The economy minister subsequently highlighted that the USMCA hasn’t changed from yesterday to today.
“It’s the same treaty, it hasn’t been modified,” he said.
“We don’t expect substantial changes [to be made] in the upcoming talks,” Ebrard added.
Sheinbaum: USMCA can be extended for additional 16 years ‘at any time’
Sheinbaum told reporters that “at any time” in the next 10 years — the period in which annual reviews of the USMCA are slated to take place — the governments of Mexico, the United States and Canada can decide to extend the trade pact for an additional 16 years.
“The annual reviews are reviews that are related to this U.S. vision of greater protectionism,” she said.
“We’re seeking the best [trading ] conditions for our country and to contribute to the strengthening of regional content [in manufacturing] and reduce the content that comes from other parts of the world,” said Sheinbaum, whose government this year imposed new and higher tariffs on imports from China and other countries with which Mexico doesn’t have trade agreements.

The president subsequently asserted that there is “certainty” for investors in Mexico and that the ongoing validity of the USMCA will create “more certainty.” She cited foreign investment inflows as evidence of the current existence of certainty. Indeed, foreign direct investment in Mexico hit a record high of almost US $23.6 billion in the first quarter of 2026.
Sheinbaum highlighted that the United States hadn’t taken the decision to withdraw from the USMCA, which any of the three countries can do by providing six months’ notice to their trade partners. She reiterated her view that the trade pact — which governs annual trade of around US $2 trillion — has benefits for all three signatories.
Ebrard asserted that investment in Mexico could increase given that the USMCA remains in force and that Mexico and the United States have a “common agenda” to reduce the reliance on imports from outside North America.

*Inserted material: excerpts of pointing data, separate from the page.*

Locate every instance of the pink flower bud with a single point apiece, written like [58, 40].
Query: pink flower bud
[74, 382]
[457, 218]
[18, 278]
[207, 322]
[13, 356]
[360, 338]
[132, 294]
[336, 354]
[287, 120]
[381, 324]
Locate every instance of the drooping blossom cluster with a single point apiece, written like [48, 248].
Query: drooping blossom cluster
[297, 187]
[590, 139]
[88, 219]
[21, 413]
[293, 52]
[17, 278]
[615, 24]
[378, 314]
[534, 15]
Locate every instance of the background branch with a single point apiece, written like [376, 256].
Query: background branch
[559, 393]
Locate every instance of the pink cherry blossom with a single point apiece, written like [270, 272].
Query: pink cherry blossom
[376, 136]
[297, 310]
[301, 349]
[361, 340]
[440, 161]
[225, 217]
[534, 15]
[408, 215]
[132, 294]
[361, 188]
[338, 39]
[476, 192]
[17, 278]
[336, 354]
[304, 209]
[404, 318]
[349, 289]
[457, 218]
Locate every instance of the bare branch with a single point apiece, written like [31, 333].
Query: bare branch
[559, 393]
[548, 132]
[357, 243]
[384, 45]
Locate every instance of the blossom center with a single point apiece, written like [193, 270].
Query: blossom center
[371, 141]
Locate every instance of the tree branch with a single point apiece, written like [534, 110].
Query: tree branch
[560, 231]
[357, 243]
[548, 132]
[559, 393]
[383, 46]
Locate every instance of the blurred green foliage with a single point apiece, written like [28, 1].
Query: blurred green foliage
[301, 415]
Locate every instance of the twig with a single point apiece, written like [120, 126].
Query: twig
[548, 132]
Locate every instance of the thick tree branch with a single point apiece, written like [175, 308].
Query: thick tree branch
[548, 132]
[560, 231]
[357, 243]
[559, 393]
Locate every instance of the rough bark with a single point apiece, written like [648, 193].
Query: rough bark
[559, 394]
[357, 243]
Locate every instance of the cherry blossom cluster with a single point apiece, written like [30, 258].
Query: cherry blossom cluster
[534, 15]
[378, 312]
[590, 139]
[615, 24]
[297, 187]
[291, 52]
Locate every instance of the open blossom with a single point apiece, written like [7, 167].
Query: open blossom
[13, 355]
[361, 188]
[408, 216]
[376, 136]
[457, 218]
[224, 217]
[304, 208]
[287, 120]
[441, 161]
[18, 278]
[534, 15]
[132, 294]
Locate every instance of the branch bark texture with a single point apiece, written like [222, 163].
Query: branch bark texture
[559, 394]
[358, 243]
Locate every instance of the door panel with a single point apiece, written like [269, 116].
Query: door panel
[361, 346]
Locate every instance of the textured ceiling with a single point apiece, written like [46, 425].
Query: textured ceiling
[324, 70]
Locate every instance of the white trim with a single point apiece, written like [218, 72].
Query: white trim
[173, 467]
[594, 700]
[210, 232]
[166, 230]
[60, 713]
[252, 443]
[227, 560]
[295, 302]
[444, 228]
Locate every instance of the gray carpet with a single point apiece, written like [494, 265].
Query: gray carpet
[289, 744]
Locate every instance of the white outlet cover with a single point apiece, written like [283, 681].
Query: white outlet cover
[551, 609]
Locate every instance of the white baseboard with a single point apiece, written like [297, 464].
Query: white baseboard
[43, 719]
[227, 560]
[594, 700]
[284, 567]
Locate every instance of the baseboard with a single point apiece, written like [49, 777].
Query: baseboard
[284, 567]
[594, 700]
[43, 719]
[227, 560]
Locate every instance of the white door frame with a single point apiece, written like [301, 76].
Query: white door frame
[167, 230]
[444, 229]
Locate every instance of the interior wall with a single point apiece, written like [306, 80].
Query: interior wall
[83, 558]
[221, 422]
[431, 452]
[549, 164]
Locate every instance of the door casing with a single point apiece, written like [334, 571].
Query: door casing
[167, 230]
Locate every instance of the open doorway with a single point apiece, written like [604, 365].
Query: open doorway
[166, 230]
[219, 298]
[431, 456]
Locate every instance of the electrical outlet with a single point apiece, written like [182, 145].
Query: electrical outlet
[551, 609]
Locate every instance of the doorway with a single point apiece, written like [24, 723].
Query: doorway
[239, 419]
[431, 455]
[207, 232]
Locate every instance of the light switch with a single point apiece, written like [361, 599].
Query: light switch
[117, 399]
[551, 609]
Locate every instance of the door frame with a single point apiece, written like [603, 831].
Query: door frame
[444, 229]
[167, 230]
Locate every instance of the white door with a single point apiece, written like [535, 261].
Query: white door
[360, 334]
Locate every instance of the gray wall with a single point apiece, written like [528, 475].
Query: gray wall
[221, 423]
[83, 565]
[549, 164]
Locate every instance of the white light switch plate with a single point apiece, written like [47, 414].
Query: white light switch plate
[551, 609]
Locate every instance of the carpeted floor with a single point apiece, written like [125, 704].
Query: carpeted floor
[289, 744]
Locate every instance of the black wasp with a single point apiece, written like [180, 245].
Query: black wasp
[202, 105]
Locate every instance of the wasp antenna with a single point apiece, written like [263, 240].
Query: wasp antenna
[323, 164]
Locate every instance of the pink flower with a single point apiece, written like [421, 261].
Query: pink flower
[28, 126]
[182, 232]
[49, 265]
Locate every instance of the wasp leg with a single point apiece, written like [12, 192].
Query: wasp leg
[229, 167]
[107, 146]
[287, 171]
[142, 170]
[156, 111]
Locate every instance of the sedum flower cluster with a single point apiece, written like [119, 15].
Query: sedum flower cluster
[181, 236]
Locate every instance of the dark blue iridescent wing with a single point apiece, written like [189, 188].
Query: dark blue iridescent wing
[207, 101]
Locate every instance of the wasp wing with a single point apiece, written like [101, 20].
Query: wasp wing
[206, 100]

He also said that 85% of Mexico’s exports to the United States enter the country tariff-free as they comply with USMCA rules.
Sheinbaum says there is high demand for Olinia, Mexico’s home-grown EV
Sheinbaum told reporters that the government has completed the design phase for the Olinia EV — a prototype of which was unveiled last month — and is now in the production stage.
“The objective is for there to be mixed investment, that it isn’t a vehicle made only by the Mexican state,” she said, explaining that there will be a “kind of tendering process” to find private companies to assist the production, distribution and sale of the Olinia, which is slated to have a starting price of 150,000 pesos (US $8,575).
Sheinbaum asserted that there is “a lot of demand” for the Olinia, “not just from governments, but also from people who like the vehicle.”